Here are some thoughts that I hope might help nurture that image.

  • Be a first rate version of yourself, not a second rate version of someone else.
  • Great love and great achievement involve great effort.
  • Failure is not fatal. Learn from the lesson and move on.
  • Be responsible for your own actions.
  • Though you can’t go back to make a new past, you can start now to make a new future.   
  • First we make our habits, and then our habits make us.
  • Regular recreation (re-creation) is essential for a healthy life.
  • To keep perspective on life, spend regular time alone with God.  
  • The pain of discipline does not last as long as the pain of disappointment.
  • “No, life’s not fair!” So whatever hell you are going through, hold onto God’s hand, and keep going!
  • If something is worth doing, it’s worth doing poorly while we learn to do it better.     
  • We did not choose to become a victim, but it is our choice whether we stay one.
  • Take care of your physical body; its continued existence gives you the right to live on this planet.
  • Feelings are not facts. Feelings are to serve us not master us.

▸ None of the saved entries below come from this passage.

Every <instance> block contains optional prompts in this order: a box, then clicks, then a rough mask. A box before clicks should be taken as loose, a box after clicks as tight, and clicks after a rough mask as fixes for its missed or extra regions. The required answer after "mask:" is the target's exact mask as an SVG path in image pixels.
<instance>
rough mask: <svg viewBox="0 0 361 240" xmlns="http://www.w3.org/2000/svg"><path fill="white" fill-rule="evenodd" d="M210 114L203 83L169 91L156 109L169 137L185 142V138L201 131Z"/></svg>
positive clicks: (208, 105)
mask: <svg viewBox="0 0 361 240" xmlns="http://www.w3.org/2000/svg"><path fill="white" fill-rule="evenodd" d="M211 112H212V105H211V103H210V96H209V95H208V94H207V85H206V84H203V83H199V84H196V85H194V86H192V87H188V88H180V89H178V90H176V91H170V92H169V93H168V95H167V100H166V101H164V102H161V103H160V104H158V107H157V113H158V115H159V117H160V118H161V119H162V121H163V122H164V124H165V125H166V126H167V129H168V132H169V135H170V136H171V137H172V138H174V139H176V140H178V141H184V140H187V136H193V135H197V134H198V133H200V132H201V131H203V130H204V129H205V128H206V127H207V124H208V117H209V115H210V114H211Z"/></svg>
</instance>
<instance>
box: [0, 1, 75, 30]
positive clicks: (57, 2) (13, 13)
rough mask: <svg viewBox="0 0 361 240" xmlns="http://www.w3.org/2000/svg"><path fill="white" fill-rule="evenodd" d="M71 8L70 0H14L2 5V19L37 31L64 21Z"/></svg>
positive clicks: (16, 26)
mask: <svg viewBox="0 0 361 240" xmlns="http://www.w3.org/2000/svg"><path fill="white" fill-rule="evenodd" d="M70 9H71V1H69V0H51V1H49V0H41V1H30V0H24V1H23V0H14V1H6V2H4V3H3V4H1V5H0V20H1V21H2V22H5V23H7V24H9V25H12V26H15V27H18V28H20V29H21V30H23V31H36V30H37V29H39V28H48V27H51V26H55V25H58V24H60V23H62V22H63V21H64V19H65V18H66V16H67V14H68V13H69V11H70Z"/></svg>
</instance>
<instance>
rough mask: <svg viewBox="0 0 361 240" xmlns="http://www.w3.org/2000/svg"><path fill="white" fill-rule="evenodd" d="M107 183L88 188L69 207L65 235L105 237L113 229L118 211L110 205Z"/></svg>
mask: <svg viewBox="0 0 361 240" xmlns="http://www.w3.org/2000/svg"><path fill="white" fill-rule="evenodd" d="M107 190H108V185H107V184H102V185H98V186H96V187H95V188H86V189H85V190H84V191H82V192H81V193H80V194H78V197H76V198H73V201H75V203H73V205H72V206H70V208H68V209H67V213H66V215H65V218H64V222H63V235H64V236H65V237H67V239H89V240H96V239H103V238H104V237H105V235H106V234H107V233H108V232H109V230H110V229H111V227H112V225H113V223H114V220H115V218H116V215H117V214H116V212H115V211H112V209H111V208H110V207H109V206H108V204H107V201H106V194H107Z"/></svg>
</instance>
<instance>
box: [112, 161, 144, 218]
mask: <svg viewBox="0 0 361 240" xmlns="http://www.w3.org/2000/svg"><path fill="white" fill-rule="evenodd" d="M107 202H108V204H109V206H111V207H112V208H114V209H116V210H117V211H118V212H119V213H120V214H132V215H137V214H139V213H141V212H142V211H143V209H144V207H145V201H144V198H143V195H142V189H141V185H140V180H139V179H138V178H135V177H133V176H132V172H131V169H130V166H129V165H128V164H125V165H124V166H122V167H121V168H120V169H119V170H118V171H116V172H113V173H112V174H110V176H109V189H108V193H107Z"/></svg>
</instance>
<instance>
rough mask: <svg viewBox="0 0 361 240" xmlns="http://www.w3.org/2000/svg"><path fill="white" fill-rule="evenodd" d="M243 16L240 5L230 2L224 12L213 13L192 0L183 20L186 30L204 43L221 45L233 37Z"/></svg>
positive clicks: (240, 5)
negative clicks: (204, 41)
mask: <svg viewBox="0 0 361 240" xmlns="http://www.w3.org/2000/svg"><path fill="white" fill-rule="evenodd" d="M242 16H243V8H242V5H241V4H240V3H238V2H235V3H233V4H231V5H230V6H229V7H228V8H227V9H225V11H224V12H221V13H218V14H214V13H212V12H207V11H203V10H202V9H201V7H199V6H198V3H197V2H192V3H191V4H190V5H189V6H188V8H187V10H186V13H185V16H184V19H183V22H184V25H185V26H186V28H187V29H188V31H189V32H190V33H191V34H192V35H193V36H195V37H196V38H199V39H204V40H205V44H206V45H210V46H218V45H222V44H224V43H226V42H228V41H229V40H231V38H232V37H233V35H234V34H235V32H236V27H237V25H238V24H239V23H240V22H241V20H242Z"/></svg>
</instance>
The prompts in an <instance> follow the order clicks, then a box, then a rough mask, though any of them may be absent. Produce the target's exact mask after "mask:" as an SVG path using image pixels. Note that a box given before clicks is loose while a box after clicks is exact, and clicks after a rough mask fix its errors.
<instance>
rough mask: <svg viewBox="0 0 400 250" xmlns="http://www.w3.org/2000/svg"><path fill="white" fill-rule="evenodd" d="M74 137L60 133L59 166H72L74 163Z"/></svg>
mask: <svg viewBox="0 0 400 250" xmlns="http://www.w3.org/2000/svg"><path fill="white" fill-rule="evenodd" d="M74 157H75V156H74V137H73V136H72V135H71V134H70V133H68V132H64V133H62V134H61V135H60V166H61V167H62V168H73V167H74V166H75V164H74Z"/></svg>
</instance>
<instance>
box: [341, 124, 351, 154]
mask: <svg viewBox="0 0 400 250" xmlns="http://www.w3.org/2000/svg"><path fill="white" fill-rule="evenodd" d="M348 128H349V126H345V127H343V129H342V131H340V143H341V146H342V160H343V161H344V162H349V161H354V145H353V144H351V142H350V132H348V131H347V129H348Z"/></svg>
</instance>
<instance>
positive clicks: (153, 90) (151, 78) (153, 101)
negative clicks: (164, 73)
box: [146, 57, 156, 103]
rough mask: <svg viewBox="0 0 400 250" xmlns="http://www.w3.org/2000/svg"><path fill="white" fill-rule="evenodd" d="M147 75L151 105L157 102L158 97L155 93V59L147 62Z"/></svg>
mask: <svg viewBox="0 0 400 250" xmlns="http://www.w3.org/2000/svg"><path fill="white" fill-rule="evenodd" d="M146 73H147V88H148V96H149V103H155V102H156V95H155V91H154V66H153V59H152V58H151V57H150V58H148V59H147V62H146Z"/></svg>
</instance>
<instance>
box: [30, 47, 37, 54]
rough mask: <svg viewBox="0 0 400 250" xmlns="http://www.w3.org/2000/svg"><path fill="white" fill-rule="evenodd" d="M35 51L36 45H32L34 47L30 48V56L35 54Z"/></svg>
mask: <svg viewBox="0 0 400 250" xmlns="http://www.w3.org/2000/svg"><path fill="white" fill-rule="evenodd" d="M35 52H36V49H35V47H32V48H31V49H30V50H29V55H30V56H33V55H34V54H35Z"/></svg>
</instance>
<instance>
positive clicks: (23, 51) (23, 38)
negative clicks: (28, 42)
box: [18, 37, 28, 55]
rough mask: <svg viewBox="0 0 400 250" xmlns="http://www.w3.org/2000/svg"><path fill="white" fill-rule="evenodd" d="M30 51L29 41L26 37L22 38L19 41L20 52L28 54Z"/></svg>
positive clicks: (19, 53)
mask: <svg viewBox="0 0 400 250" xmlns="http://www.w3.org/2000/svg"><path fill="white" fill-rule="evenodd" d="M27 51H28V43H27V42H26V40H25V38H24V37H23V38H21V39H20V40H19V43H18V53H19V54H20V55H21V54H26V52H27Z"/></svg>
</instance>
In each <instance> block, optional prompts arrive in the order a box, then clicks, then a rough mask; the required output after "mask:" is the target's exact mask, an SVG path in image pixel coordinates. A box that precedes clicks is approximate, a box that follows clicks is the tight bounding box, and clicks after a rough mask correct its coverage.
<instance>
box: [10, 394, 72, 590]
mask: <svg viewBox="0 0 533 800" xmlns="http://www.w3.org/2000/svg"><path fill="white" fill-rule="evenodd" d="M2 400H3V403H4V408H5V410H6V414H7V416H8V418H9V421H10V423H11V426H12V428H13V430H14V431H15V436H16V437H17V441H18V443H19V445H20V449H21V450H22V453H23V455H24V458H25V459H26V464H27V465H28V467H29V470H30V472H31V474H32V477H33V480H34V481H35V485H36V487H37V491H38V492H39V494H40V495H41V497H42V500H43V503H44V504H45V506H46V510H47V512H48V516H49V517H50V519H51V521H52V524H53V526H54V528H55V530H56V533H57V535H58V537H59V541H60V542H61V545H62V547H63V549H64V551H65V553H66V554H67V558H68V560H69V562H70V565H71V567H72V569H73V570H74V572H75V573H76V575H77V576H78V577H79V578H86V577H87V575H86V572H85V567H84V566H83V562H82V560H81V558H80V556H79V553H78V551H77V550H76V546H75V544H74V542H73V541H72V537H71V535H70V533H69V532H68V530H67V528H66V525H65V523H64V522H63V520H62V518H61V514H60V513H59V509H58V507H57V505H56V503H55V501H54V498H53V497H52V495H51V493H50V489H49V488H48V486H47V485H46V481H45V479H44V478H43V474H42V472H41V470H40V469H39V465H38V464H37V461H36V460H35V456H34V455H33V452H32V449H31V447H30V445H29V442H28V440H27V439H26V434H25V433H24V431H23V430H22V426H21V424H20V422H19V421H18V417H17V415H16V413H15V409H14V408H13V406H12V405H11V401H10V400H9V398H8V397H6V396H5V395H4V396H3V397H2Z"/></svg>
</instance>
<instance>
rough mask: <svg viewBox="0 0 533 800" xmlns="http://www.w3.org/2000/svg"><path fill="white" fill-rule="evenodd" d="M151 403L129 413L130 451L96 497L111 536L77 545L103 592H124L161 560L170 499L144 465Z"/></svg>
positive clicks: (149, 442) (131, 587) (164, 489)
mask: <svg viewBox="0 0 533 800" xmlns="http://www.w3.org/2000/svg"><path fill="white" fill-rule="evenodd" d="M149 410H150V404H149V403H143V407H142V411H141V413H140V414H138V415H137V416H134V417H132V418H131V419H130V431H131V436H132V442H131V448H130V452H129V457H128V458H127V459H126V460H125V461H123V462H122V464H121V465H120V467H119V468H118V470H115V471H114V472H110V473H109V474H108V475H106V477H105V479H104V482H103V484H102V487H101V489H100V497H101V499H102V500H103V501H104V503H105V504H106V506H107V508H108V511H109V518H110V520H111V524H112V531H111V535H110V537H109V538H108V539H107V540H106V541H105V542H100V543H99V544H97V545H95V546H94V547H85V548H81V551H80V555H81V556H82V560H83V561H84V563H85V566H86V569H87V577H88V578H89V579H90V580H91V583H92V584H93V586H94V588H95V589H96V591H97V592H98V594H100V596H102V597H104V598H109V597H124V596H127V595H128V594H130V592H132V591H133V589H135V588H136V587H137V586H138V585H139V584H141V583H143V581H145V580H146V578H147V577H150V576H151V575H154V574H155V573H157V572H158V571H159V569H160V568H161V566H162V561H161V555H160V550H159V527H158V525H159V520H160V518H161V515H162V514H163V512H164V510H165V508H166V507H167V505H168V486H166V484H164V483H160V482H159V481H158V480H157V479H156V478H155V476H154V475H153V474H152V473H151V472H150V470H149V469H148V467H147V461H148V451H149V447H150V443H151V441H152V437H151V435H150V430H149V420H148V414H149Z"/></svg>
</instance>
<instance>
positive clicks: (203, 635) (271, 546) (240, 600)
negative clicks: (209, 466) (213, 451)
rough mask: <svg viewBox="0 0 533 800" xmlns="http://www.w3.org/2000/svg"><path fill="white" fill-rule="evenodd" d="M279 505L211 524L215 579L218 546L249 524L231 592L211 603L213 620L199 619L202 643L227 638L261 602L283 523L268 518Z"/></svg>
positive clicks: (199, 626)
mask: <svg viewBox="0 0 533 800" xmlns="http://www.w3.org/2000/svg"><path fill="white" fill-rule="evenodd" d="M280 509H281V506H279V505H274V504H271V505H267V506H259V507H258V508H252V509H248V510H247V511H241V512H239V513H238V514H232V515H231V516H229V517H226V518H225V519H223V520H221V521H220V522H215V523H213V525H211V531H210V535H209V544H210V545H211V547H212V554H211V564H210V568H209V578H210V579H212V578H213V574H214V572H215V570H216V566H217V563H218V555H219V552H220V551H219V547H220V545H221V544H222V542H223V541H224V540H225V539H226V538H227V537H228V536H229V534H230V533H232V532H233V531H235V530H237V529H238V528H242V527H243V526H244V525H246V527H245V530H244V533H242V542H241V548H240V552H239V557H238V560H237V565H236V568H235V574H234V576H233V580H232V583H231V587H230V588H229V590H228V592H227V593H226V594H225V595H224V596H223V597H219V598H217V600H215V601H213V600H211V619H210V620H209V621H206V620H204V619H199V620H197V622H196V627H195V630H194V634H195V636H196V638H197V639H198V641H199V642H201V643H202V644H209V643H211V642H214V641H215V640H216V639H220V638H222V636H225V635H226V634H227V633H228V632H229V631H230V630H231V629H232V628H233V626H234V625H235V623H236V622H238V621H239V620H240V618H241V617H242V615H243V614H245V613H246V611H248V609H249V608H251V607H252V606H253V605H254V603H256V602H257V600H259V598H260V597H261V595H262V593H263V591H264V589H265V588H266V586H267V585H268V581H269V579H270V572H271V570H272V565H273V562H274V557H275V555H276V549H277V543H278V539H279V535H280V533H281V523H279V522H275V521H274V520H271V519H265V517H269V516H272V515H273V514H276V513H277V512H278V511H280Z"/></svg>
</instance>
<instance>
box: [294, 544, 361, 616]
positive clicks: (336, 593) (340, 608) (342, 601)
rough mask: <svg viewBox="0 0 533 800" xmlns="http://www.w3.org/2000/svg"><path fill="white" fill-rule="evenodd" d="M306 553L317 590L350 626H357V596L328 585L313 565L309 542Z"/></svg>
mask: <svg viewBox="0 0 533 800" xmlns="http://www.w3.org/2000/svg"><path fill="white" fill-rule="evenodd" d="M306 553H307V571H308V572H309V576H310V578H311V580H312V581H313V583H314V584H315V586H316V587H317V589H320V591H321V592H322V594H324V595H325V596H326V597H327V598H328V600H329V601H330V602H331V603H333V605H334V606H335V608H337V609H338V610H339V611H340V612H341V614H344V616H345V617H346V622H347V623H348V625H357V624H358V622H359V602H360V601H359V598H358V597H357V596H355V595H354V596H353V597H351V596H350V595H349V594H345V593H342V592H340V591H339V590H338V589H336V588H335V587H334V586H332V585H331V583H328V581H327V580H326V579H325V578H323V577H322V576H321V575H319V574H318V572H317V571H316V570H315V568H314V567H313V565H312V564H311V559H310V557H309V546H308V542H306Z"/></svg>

Truth is our guide not emotion.
  • One of life’s greatest sadness’s is not found in aiming too high and missing it, but in aiming too low and reaching it.
  • Respect the earth as it’s a precious gift given to us to care for.
  • ‘Secure’ self-worth is found in knowing the love, forgiveness and acceptance God offers through Jesus.  
  • Always seek to be part of the solution, not part of the problem.
  • We have all been given gifts/talents; fulfilment is found when we are able to express these in loving, creative ways.
  • Don’t confuse forgiveness with trust. Forgiveness is given, but trust is earned.
  • You don’t defeat darkness by wrestling with the darkness, you defeat it by bringing in the light.
  • Be gentler on others than necessary because just about everyone you meet is fighting some kind of battle.
  • The main thing God gets out of your life is the person you become and the main thing you get out of your life is the person you become.